Stroke survivors at increased risk of suicide
Stroke survivors may be at an elevated risk of suicide attempts and deaths, according to results of a systematic review and meta-analysis.
“We anticipated that the risk of suicide in stroke survivors would be high, but we were surprised that it was 73 percent higher,” said study author Dr Manav Vyas from the University of Toronto, Ontario, Canada, at ISC 2021.
“Our findings support the need to recognize stroke as a risk factor for suicide and to develop comprehensive measures to screen and prevent depression and suicidal ideation in stroke survivors,” said Vyas and co-researchers.
The researchers searched the databases of MEDLINE, Embase, PsychINFO, and Google Scholar from inception to September 15, 2020, and identified 23 observational (case-control, cohort, or cross-sectional) studies which compared suicide attempts or deaths among 2.15 million adult stroke survivors (average age 63.5 years, 51.9 percent female) with individuals without a history of stroke or the general population. A total of 5,563 suicide attempts or deaths were documented among the stroke survivors.
There was a 73 percent increased risk of suicide among stroke survivors compared with individuals with no stroke history (adjusted risk ratio [adjRR], 1.73, 95 percent confidence interval [CI], 1.53–1.96; I2=93.5 percent). [ISC 2021, presentation P237; Stroke 2021;52:1460-1464]
Analysis according to suicide outcome showed a significantly higher risk of suicide attempt among stroke survivors (adjRR, 2.11, 95 percent CI, 1.73–2.56) than deaths by suicide (adjRR, 1.61, 95 percent CI, 1.41–1.84; p=0.03) compared with individuals without stroke history.
In cohort studies, suicide rates were more common among stroke survivors than the comparator population (29.3 vs 28.8 per 10,000 people). Meta-regression analysis demonstrated that a longer follow-up period in these studies was associated with a reduced risk of suicide (adjRR, 0.97, 95 percent CI, 0.95–0.99 per 1-year increase; p=0.003), suggesting that the risk of suicide decreased over time.
Subgroup analysis showed that the risk of suicide among stroke survivors was consistent regardless of location (continent), study or stroke type, following adjustment for psychiatric illness, or when the general population was used as a comparator.
“[There was] considerable heterogeneity in our estimates that remained unexplained despite various prespecified analyses,” noted the researchers. One of the reasons for this could be “the stigma associated with mental health reporting” and subsequent bias in self-report of suicide attempt, they suggested.
“[N]early 15 million people worldwide have a stroke each year, of which approximately 10 million survive,” said Vyas. “Recognizing that stroke may increase the risk of suicidal thoughts or suicide attempts will help stroke survivors, their families, and healthcare professionals to identify and hopefully reduce these risks.”

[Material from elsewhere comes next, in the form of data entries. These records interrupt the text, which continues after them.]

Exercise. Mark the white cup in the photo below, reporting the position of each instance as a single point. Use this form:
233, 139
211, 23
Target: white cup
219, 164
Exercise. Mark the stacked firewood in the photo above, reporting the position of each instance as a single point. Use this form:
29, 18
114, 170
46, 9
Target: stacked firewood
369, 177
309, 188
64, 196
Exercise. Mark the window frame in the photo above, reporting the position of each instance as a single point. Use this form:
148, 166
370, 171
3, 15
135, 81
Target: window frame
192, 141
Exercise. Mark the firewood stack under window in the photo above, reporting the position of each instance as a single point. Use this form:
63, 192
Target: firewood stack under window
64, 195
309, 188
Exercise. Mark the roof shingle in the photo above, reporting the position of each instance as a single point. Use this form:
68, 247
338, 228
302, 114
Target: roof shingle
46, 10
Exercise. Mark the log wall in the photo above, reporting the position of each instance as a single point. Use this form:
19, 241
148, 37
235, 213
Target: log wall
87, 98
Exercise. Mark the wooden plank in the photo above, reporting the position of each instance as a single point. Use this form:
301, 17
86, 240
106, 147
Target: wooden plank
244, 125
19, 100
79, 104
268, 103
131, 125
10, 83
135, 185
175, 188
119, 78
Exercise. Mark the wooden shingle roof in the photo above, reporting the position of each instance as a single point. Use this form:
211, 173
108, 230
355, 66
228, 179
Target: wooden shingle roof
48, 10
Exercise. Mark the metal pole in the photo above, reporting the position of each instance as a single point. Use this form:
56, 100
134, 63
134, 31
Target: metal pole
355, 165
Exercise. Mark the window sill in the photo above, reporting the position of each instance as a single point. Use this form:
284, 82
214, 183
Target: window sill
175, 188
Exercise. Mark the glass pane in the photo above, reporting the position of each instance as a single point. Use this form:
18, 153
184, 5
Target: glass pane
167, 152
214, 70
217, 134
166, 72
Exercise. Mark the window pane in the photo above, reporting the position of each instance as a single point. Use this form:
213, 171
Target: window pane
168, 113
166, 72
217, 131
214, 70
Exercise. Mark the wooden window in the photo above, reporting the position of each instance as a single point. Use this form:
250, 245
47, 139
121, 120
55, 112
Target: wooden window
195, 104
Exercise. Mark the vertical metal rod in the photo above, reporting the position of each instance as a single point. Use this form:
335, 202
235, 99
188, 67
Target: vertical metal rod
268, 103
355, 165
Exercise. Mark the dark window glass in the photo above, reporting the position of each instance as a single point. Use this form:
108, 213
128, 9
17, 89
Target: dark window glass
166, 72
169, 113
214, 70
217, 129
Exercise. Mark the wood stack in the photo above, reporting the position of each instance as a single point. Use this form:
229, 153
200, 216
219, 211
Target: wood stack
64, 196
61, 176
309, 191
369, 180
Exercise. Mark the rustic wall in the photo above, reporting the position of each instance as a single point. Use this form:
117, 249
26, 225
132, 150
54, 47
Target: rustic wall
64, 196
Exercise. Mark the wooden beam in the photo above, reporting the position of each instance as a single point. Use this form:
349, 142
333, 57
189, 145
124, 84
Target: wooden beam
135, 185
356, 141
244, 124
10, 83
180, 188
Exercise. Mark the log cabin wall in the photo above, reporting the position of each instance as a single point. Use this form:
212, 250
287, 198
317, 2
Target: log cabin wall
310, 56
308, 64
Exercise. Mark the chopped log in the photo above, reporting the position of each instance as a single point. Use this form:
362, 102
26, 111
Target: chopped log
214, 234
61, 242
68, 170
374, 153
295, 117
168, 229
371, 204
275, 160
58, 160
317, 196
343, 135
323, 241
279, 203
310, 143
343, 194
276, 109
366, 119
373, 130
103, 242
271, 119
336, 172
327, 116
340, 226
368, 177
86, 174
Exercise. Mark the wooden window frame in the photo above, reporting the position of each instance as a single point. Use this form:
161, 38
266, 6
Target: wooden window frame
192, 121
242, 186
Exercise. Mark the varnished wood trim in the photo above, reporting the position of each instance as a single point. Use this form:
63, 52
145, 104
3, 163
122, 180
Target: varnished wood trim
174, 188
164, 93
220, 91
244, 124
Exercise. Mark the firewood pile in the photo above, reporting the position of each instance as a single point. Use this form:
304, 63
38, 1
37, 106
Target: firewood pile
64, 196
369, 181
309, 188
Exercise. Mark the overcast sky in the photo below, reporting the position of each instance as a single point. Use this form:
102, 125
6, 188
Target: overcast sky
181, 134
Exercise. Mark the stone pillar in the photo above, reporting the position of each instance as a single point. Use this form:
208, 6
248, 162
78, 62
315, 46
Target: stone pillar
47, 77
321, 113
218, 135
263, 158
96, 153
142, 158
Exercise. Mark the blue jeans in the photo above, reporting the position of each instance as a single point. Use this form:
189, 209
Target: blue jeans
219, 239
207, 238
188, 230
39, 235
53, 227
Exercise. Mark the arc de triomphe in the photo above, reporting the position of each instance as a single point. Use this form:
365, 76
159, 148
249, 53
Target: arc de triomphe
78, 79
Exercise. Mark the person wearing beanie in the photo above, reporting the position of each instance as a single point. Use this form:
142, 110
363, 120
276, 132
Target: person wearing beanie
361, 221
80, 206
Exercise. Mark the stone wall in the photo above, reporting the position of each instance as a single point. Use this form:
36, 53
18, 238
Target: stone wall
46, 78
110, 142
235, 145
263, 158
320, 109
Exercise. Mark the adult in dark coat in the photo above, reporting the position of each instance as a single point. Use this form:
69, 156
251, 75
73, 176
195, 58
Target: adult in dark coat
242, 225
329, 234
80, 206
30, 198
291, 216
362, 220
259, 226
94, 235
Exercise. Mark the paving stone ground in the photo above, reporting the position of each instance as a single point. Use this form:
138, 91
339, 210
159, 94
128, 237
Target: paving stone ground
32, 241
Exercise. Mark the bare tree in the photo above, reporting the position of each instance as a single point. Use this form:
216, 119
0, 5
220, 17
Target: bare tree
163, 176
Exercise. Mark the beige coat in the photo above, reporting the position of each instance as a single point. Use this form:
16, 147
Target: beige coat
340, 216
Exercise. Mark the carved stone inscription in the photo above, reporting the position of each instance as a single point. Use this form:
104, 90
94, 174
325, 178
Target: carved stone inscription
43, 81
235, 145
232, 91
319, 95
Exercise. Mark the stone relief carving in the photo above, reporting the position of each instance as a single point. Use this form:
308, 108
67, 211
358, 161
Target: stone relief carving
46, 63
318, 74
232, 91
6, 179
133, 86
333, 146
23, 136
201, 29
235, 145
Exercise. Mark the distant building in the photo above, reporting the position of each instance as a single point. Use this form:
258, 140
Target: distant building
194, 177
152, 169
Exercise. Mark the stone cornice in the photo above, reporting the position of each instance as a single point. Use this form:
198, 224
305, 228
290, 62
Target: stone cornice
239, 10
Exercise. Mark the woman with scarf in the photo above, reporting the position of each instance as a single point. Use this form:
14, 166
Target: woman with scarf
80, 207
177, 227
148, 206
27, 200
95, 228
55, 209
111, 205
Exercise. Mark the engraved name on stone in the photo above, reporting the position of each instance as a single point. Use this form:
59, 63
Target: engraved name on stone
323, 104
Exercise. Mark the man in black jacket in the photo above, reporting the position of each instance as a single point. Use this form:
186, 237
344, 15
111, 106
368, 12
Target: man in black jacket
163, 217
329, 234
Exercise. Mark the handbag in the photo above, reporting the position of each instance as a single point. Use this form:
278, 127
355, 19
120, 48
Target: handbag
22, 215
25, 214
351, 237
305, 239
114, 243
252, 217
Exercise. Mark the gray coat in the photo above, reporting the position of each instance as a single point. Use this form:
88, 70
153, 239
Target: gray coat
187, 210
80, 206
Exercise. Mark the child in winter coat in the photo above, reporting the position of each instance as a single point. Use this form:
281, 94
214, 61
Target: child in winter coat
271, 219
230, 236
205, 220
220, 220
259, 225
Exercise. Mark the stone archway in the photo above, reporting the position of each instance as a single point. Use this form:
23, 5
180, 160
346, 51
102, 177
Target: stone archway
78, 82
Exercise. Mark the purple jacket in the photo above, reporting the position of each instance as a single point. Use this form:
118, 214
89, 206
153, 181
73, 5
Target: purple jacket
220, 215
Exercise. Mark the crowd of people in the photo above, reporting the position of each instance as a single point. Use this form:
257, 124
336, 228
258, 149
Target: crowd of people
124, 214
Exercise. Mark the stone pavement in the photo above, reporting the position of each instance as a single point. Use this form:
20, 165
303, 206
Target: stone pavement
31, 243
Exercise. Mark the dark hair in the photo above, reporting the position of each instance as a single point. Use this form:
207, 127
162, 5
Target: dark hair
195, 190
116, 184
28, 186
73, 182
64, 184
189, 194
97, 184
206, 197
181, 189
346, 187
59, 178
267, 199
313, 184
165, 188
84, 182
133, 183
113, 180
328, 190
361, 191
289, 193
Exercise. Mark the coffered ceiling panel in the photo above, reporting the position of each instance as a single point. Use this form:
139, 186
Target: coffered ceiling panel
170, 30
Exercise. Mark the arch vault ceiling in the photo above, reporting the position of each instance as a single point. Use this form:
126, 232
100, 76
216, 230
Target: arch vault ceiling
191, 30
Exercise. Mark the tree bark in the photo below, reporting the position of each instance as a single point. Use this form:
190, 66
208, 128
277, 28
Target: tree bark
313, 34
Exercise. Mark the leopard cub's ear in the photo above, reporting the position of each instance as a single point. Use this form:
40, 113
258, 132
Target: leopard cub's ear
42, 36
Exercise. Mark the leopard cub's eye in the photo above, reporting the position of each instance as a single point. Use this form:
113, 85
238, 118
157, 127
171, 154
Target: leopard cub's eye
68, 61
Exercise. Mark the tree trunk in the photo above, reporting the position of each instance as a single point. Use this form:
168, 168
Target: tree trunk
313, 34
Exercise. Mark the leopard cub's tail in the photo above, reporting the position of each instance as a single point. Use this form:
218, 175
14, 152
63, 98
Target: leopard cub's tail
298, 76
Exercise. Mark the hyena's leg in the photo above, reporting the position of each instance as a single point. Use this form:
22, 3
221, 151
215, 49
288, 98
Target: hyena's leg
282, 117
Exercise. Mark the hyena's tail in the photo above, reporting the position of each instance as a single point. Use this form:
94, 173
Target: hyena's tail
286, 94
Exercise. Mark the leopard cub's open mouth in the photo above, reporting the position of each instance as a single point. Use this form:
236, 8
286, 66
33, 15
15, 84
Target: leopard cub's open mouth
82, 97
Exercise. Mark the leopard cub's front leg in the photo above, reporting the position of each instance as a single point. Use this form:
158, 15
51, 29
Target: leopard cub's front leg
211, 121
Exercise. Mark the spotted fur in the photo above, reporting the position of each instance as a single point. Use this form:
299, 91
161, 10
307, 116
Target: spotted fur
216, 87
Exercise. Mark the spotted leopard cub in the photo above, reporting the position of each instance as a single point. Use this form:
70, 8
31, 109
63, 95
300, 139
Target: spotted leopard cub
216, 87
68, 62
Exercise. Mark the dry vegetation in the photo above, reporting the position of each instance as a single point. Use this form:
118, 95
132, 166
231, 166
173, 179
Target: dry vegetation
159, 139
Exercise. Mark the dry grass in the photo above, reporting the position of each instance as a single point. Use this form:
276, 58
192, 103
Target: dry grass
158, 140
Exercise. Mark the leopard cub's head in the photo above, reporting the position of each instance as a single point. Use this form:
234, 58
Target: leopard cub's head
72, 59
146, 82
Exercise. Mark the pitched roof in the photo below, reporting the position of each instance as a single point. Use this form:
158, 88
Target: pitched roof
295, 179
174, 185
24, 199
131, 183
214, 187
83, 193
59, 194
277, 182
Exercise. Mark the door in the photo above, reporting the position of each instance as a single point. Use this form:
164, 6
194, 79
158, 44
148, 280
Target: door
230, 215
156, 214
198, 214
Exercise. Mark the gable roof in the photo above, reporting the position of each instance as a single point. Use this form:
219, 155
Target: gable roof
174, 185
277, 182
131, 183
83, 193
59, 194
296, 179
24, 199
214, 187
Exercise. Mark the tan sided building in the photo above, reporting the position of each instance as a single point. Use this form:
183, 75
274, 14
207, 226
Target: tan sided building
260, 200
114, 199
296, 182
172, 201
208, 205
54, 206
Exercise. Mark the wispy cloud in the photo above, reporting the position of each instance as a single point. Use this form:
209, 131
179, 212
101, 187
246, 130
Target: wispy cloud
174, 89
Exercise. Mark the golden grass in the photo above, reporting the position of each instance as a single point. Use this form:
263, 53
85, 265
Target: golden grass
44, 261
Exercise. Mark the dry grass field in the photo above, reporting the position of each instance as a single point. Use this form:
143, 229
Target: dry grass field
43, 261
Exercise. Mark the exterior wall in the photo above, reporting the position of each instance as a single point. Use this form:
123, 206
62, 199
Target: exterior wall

“I hope that this study highlights the need to recognize the scale and impact of disability in stroke survivors and their potential influence on mental health status. Having a conversation about low mood or depressed feelings can be challenging for stroke survivors who are often unable to communicate due to the stroke. Therefore, healthcare professionals should consider routine screening of all stroke patients for symptoms of depression and suicidal thoughts, among other mental health conditions,” he continued.
The observational design of the included studies prevents determination of causality. Some of the studies also did not exclude individuals with a pre-stroke history of suicide attempt.
Vyas called for further research into identifying potential suicide timing following a stroke so that targeted measures for suicide prevention can be developed.